While this shift from banks to non-banks has been more visible in mortgage loans, construction loans have also been affected by this trend. From the perspective of the loanee, the choice between a bank or a non-bank lender is not all that different, however. While non-bank lenders may be a bit more flexible with their terms and requirements, their offers aren’t dramatically different.
Types of Construction Loans
Construction loans are distant, slightly more complicated cousins to the traditional mortgage loans. Construction loans are issued for buildings that haven’t yet been built, which requires a different, more hands-on involvement by the lender, who approves your chosen contractor, dictates the timeline for the disbursement of funds and oversees the construction project.
A construction loan is closely connected to a permanent mortgage loan, which is necessary upon the project’s completion. A few most common types of construction loans arise from this distinction:
- Construction-to-permanent (“single close”) loan: this type of loan is an all-in-one solution that converts a short-term construction loan into a permanent mortgage loan once the construction project is complete. It is a popular option since it simplifies the process and does not require the loanee to separately apply for a mortgage loan once the construction is done, thus saving time, closing costs and the costs of reapplying. It is ideal if you have a clear plan on the construction and its costs, and if you are looking for predictable and stable interest rates.
- Standalone (“two-time-close”) construction loan: this short-term loan only covers the construction project, but requires you to acquire a separate permanent mortgage loan when you complete the project. Because there are two separate loans, the closing costs are greater, and you have to go through the application process all over again. On the other hand, it allows you to “shop around” once you complete the project and find the best rates for your permanent mortgage loans. It also provides you with the added flexibility of potentially borrowing more in case you add any upgrades to the construction project.
- Renovation construction loan: this type of loan allows you to include the costs of major renovations into your mortgage, instead of financing them upon closing. Most commonly, you will look for this type of loan if you wish to buy property in need of significant construction work. The important thing to note is that the loan will be based on the value of the property after the renovation is complete, and not in its current state.
What to Look For
First, let’s get the obvious out of the way: before you make your decision, do your best to research all the available lenders and find the best rates and terms. A bit of legwork can help you find a better deal.

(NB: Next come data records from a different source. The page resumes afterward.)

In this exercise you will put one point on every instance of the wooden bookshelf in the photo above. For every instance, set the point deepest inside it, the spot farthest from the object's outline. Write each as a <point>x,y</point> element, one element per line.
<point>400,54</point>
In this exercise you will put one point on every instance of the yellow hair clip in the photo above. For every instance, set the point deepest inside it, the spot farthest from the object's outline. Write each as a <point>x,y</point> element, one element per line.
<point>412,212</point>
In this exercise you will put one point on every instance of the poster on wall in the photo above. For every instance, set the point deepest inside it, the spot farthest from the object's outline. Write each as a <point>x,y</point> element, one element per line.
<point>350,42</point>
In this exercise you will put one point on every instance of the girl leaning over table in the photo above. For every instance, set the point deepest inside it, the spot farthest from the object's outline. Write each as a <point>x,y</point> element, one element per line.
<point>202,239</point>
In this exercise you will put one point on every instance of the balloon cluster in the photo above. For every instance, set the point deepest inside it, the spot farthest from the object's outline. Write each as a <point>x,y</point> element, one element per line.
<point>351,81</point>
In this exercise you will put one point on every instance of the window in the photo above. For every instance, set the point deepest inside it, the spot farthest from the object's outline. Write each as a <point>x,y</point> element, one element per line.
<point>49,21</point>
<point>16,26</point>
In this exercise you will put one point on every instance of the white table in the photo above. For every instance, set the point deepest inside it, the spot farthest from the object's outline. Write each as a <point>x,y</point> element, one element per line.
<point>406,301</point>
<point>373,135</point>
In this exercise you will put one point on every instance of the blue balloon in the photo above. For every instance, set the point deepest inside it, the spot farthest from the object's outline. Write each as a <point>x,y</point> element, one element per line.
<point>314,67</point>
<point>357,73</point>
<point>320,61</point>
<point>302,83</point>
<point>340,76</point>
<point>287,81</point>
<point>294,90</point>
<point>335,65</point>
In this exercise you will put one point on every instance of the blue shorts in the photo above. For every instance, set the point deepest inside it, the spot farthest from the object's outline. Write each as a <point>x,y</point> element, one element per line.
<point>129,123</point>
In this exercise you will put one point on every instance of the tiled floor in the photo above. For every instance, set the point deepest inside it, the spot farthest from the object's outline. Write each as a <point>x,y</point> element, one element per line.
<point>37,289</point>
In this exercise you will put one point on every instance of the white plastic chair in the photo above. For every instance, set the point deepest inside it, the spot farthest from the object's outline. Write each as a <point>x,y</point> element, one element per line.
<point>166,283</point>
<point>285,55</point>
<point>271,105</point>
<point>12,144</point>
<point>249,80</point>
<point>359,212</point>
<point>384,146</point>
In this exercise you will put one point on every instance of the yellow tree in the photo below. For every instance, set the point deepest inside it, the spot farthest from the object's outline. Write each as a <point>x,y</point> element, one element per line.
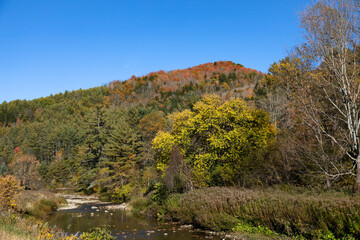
<point>25,168</point>
<point>215,139</point>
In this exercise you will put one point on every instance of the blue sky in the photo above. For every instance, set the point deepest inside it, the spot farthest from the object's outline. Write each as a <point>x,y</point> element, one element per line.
<point>49,46</point>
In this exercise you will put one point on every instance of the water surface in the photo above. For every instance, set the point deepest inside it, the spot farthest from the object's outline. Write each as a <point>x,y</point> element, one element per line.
<point>122,224</point>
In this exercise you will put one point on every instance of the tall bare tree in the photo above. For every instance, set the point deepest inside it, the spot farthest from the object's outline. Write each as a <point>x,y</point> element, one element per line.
<point>327,88</point>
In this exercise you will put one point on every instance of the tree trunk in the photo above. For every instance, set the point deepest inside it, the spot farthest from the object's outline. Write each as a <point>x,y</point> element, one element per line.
<point>356,187</point>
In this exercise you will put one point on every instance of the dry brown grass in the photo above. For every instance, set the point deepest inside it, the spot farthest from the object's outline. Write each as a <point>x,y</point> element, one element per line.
<point>309,214</point>
<point>4,235</point>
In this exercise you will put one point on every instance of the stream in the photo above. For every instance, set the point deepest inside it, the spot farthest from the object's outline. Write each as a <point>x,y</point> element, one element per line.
<point>83,213</point>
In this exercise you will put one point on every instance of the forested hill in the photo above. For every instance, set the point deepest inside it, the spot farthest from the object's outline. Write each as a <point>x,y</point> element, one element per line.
<point>87,137</point>
<point>166,91</point>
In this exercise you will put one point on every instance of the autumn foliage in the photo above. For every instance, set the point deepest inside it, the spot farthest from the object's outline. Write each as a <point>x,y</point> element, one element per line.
<point>9,189</point>
<point>25,168</point>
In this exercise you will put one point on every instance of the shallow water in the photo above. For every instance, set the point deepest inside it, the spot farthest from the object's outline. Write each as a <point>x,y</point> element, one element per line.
<point>122,224</point>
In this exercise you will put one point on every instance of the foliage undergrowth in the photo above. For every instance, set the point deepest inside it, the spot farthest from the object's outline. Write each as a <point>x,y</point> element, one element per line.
<point>305,214</point>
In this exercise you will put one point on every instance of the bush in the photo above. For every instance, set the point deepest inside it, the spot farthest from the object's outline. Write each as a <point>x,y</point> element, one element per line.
<point>309,215</point>
<point>9,190</point>
<point>98,233</point>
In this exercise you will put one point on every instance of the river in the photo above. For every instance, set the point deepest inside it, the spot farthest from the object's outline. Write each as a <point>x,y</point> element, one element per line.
<point>83,214</point>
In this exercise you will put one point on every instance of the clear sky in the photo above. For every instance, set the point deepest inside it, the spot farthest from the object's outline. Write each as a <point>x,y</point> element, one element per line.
<point>49,46</point>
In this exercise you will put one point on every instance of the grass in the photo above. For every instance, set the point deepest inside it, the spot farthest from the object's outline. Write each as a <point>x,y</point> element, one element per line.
<point>292,212</point>
<point>38,203</point>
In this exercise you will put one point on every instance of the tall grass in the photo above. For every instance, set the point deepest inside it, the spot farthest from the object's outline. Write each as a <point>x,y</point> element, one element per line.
<point>308,214</point>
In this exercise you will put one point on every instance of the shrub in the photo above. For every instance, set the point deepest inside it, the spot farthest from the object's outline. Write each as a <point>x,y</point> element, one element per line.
<point>310,215</point>
<point>9,189</point>
<point>98,233</point>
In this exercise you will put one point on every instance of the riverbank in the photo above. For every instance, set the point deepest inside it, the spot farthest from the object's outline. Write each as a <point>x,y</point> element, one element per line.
<point>271,212</point>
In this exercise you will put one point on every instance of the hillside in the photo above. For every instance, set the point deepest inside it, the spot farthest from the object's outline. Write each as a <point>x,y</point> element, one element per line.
<point>67,132</point>
<point>166,91</point>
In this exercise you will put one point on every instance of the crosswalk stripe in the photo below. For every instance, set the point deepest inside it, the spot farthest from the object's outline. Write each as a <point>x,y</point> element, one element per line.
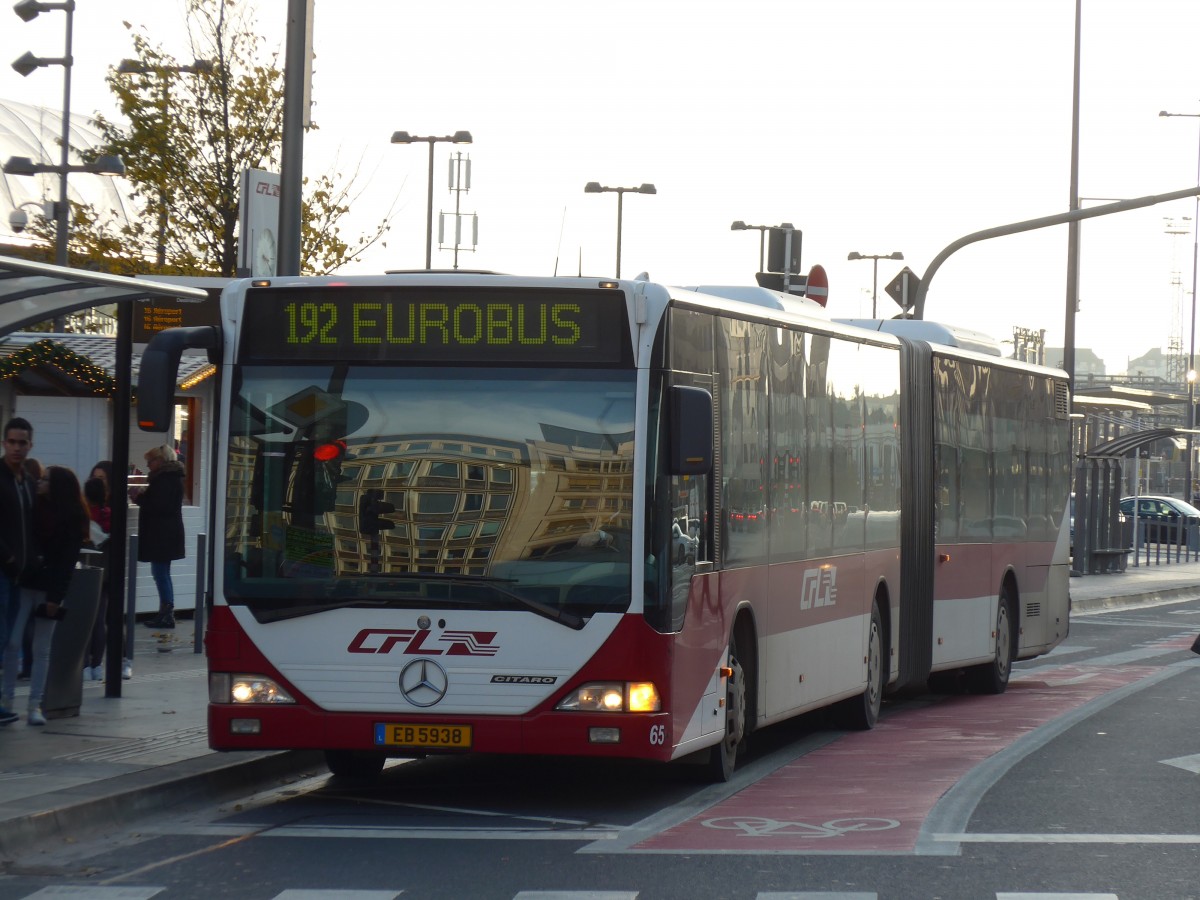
<point>73,892</point>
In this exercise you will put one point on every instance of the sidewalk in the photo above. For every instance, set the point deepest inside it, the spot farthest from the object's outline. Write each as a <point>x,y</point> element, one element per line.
<point>148,749</point>
<point>124,756</point>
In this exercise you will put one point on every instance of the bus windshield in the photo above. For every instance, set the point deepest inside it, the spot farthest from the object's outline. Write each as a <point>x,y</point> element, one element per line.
<point>430,486</point>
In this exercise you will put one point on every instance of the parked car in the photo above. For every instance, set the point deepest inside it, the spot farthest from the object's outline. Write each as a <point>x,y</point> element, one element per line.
<point>1163,517</point>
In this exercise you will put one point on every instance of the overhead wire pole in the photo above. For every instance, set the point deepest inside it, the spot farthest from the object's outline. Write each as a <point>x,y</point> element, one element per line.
<point>1192,352</point>
<point>295,78</point>
<point>1068,330</point>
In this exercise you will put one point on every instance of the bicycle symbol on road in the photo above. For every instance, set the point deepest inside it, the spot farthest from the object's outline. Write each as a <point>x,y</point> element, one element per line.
<point>761,827</point>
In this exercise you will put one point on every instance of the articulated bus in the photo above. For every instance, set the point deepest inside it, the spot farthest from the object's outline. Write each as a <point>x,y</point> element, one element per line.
<point>471,513</point>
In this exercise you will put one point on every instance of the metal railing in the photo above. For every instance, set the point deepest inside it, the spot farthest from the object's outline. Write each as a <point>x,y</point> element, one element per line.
<point>1182,544</point>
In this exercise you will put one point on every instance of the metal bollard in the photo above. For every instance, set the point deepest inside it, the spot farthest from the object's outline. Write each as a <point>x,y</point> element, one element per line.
<point>131,597</point>
<point>202,570</point>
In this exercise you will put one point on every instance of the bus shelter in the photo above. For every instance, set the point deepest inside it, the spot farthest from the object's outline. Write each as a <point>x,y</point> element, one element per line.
<point>33,292</point>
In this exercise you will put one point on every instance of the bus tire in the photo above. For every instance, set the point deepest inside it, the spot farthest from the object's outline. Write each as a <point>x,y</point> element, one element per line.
<point>862,712</point>
<point>993,677</point>
<point>723,757</point>
<point>358,765</point>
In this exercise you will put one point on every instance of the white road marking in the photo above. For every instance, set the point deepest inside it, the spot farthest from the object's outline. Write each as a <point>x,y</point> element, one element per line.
<point>1068,838</point>
<point>443,834</point>
<point>1077,679</point>
<point>1188,763</point>
<point>91,892</point>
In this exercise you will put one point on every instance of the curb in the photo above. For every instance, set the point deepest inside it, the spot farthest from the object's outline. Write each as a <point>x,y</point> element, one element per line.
<point>120,799</point>
<point>1152,598</point>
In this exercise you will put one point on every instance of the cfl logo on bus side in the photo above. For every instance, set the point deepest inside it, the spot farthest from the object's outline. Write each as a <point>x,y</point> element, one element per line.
<point>413,641</point>
<point>819,587</point>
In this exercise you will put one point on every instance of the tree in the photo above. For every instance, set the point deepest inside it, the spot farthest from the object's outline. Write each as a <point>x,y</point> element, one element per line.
<point>191,131</point>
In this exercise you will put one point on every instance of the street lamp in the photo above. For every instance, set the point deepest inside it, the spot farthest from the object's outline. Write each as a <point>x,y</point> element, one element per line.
<point>132,66</point>
<point>875,276</point>
<point>403,137</point>
<point>739,226</point>
<point>1192,351</point>
<point>29,10</point>
<point>597,187</point>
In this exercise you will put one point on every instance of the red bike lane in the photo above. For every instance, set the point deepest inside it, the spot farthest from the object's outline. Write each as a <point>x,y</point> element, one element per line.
<point>870,792</point>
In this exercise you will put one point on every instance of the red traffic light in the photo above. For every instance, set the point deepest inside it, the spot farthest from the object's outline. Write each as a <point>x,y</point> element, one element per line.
<point>329,451</point>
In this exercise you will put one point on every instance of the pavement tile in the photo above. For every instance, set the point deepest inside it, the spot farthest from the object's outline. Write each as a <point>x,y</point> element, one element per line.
<point>148,749</point>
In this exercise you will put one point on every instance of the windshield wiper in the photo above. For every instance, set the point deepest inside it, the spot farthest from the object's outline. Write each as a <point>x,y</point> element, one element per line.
<point>561,616</point>
<point>293,612</point>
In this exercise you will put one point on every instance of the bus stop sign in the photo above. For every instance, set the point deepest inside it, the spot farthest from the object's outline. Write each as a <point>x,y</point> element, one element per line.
<point>903,288</point>
<point>817,286</point>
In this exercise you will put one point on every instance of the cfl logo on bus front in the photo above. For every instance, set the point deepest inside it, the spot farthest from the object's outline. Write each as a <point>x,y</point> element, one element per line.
<point>414,642</point>
<point>819,587</point>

As we’ve already mentioned, construction loans are a bit more complicated in comparison to mortgage loans. Ideally, you will look for a lender with experience in this field who will able to present you with the various options offered and guide you through the construction process.
The lending policies differ from lender to lender in many aspects, whether its approval requirements, inspection procedures, or draw schedules. Think hard about which of these policies best suit both you and the contractor.
Lenders can be quite helpful with realistic budget projections, which is often a slippery slope for the loanee and the contractor. Ask different lenders about how they can help you in this department.
Lenders also have different policies regarding any existing mortgages on the loanee side. This is another aspect to consider and ask questions about if you already have a mortgage on your current home.
Finally, trust goes a long way. If you have a long-standing relationship of trust with a bank, you may consider going with their loan, even if they don’t offer the best rates. You can even use your existing relationship to try and negotiate a better deal in exchange for your loyalty.
Ultimately, your choice of lender will depend on a variety of factors specific to your project and your financial state. There is no foolproof way to choose the best lender, but covering all areas and paying attention to all the aspects of the future agreement will set you on the right path towards successful, stress-free completion of your construction project.